Turkey Unplugged – Day Ten

I spent my last day in Turkey (04 Nov 2013) in Taksim Gezi Park writing in my journal, and observing the comings and goings of the people who live in Istanbul.  I used those last few hours to sum up my experience of Turkey.  I wrote, “I noticed that the hotels in Turkey don’t have those signs telling you how much you will have to pay if you steal the towels etc.  I don’t know if it is because Turkish people wouldn’t dream of stealing, or if it is because the hotels haven’t caught on to this not so subtle way of  warning would be thieves.”

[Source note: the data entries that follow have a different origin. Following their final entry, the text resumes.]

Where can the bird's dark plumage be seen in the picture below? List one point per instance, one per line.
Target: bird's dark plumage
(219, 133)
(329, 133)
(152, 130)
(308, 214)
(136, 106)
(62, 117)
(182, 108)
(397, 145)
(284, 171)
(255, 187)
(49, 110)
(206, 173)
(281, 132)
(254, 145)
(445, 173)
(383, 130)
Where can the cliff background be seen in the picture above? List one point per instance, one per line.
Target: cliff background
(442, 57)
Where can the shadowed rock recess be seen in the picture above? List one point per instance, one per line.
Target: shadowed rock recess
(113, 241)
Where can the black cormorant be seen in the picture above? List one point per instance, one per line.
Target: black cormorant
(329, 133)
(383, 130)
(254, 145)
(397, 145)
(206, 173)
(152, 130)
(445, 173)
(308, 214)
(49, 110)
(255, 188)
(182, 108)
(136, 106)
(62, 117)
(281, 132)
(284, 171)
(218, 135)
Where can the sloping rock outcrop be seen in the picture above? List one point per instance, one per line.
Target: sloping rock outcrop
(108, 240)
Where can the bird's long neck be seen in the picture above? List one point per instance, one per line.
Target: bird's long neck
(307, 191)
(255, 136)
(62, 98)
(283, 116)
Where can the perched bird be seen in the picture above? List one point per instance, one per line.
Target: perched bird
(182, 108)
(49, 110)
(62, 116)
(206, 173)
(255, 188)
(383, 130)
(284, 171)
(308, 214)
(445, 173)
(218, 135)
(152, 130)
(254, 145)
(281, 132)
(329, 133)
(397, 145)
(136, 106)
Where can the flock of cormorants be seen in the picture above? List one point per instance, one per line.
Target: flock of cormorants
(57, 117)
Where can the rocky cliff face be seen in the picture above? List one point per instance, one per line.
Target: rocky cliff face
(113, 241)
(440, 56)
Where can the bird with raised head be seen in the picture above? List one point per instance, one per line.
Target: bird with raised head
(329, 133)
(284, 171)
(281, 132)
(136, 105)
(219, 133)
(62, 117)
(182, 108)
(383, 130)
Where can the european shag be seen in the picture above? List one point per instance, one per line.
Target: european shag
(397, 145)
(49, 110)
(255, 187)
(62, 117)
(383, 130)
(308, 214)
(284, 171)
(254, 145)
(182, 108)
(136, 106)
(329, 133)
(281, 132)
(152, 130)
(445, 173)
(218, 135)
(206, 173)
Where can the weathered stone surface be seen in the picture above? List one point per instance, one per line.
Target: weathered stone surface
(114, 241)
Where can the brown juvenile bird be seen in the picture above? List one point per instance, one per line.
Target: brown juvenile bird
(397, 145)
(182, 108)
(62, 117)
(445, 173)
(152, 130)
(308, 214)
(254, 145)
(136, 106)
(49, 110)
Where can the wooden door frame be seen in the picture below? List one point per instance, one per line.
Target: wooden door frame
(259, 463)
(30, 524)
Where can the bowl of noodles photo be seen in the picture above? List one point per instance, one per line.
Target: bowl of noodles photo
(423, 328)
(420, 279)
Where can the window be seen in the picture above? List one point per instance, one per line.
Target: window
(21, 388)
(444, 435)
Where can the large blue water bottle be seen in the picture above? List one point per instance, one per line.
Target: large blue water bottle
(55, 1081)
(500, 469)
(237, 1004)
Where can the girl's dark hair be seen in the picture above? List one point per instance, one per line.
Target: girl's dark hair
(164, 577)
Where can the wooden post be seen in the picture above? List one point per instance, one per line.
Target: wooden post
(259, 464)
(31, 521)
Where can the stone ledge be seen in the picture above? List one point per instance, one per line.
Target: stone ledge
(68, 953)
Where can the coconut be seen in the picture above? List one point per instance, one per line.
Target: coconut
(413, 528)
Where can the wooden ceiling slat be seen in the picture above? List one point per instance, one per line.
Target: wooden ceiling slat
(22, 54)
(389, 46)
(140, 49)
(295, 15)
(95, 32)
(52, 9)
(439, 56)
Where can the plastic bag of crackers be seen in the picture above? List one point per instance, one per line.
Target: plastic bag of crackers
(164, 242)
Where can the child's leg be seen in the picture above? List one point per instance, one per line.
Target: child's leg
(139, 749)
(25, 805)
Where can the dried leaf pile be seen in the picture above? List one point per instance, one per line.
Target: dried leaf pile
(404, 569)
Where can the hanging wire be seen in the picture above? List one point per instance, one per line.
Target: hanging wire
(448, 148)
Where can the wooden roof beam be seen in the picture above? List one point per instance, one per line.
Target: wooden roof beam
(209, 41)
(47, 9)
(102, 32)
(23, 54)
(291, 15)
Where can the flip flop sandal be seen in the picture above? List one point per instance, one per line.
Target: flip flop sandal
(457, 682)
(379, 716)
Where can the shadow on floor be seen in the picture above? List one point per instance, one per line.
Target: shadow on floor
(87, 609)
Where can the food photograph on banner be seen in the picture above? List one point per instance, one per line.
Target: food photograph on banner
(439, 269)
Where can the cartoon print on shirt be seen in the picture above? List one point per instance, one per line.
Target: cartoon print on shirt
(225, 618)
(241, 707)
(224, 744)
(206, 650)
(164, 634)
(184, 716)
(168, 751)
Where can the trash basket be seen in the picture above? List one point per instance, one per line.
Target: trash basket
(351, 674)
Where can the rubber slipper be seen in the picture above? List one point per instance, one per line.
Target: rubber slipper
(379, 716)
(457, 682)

A list of hotels in Taksim, Istanbul

A list of hotels in Taksim, Istanbul

Fountain in Taksim Gezi Park

Fountain in Taksim Gezi Park

“The weather has been amazing!  I am wearing a hoodie over a T-shirt, and I am sitting in the shade; I am not cold.  Here in Istanbul, people are wearing jackets but not winter coats.  Yesterday, in the mountains, I saw people wearing full-length, down-filled coats.”

highlands-of-turkey

“Most of the people in the park are men; in fact, most of the people on the street are men.  Old men sit at makeshift sidewalk cafe’s smoking, drinking coffee or çay, and talking or playing backgammon. Where are the women?  According to Edward, the Irishman in Kusadasi, the women are working.  I saw women picking cotton and women working as cashiers in both of the supermarkets I patronized, but not very many women seem to work in the hospitality industry, chambermaids notwithstanding.  The waiters and bartenders in most of the places where I ate and drank were men.  The sales people in the Grand Bazaar, in the leather shop, in the carpet shop, and in the spice market were men.”

“In spite of there being poor refugees from neighbouring countries such as Syria, no-one has begged money from me.  A lady with a cart just removed recyclables from the trash bin.”

The final entry in my journal was a list of ‘plus’ and ‘minus’ points about the Turkey Unplugged Tour.  On the plus side was Huseyin with on-hand information about absolutely everything, pre-arranged tickets and no queuing at all of the sites, and moderate to good hotels in good locations.  On the minus side was early morning wake up calls, brisk walks through most of the sites, and no time spent where ‘real’ people live.  Who should take this tour?  First timers to Turkey regardless of age, and singles, couples, and friends.  Who should not take this tour?  People who are uncomfortable with strangers and people who hate waking up in the morning.